The chief justice overruled Lord Bacon's opinion on the two drowning men on a plank, saying, "Lord Bacon was great even as a lawyer; but it is permissible to much smaller men, relying on principle to question the soundness of his dictum." While the principle of self defense may encompass one man's killing a second to prevent him from murdering a third person, self defense does not justify killing an innocent bystander to save oneself. According to ancient principles, one ". . .ought rather to die himself than kill an innocent. . . ."
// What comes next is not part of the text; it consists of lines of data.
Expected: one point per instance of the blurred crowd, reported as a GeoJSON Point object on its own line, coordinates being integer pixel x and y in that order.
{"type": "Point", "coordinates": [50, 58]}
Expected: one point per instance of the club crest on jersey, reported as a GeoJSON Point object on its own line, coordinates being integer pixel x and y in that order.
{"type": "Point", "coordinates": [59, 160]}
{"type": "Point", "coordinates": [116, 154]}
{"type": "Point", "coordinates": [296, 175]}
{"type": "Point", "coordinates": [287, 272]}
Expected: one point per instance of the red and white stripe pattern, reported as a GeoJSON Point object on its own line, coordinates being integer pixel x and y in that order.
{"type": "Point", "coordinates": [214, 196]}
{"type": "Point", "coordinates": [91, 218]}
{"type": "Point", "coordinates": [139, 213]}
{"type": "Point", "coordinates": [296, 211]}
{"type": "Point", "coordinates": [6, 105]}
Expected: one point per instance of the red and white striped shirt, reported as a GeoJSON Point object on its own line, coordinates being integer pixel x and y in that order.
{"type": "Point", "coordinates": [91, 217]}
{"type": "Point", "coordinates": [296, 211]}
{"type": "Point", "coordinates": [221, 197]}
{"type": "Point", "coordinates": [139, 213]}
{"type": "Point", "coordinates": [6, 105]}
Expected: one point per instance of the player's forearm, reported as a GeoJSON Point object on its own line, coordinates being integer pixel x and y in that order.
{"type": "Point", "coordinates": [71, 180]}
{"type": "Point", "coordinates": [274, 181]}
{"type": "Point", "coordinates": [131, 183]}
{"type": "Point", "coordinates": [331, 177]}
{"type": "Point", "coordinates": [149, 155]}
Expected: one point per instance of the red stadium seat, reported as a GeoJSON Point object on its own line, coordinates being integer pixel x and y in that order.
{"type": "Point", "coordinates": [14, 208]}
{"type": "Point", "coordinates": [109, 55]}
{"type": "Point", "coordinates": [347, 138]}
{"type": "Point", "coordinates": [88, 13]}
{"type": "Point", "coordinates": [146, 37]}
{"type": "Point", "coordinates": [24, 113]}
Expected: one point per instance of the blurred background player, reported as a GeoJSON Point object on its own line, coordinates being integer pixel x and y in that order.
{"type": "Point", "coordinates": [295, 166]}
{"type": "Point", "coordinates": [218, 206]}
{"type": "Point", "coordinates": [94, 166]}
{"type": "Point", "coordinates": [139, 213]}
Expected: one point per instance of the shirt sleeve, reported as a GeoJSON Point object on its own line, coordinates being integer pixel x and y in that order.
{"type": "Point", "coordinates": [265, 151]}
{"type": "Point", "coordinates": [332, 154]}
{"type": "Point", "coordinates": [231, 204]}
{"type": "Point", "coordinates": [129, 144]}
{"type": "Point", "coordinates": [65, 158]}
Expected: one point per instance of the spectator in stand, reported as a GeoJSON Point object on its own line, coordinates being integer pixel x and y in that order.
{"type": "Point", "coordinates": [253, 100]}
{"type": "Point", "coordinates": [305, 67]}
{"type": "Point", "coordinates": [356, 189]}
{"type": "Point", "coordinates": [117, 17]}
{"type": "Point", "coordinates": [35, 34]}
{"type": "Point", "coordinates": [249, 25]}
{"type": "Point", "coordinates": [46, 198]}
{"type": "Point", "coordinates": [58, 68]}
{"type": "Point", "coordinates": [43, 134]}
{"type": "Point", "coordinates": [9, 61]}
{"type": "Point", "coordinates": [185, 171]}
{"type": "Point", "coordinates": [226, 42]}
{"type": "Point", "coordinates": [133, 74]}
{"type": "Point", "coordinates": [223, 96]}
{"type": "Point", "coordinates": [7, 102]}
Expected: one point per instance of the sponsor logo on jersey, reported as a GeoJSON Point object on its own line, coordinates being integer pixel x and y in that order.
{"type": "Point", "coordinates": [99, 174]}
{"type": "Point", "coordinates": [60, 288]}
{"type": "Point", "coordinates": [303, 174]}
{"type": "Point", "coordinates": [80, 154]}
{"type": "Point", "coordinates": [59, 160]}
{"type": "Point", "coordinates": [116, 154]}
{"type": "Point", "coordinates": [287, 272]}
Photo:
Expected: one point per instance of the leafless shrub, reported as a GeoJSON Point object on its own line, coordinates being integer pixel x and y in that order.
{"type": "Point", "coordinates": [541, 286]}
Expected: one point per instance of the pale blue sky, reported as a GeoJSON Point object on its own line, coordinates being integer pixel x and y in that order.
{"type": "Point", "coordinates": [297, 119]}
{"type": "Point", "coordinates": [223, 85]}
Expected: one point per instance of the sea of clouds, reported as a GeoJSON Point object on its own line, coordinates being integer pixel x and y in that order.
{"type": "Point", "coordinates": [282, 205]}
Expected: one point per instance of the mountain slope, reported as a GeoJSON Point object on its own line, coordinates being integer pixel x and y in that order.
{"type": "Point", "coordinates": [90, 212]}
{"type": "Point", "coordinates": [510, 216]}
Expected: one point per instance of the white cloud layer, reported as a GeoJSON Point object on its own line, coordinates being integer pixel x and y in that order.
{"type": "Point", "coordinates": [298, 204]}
Dudley and Stephens were ". . .subject to terrible temptation, to suffering which might break down the bodily power of the strongest man, and try the conscience of the best. . . . But the temptation to the act which existed here was not what the law has ever called necessity. Nor is this to be regretted. Though law and morality are not the same, and many things may be immoral which are not necessarily illegal, yet the absolute divorce of law from morality would be of fatal consequence....To preserve one's life is generally speaking a duty, but it may be the plainest and the highest duty to sacrifice it. War is full of instances in which it is a man's duty not to live, but to die...."

In refusing to admit temptation to be an excuse, Lord Coleridge said nonetheless, " is not forgotten how terrible the temptation was; how awful the suffering; how hard in such trials to keep the judgment straight and the conduct pure. We are often compelled to set up standards we cannot reach ourselves, and to lay down rules which we could not ourselves satisfy. But a man has no right to declare temptation to be an excuse, though he might himself have yielded to it.... It is therefore our duty to declare that the prisoners' act in this case was wilful murder." He proceeded to pass sentence of death upon Dudley and Stephens.

Cited in every basic criminal law text (Queen's Bench Division 14: 1884; 273-288), Lord Coleridge's majestic prose, magnificent and humane, draws the finest of legal lines between justice and human nature, between freedom of the will and the overwhelming pressure of fate. The opinion plumbed the depths of the philosophical conflict between did and "could have done otherwise." So even the self-sufficing Victorians pulled back from the edge: the Queen promptly commuted the sentence to six month's imprisonment.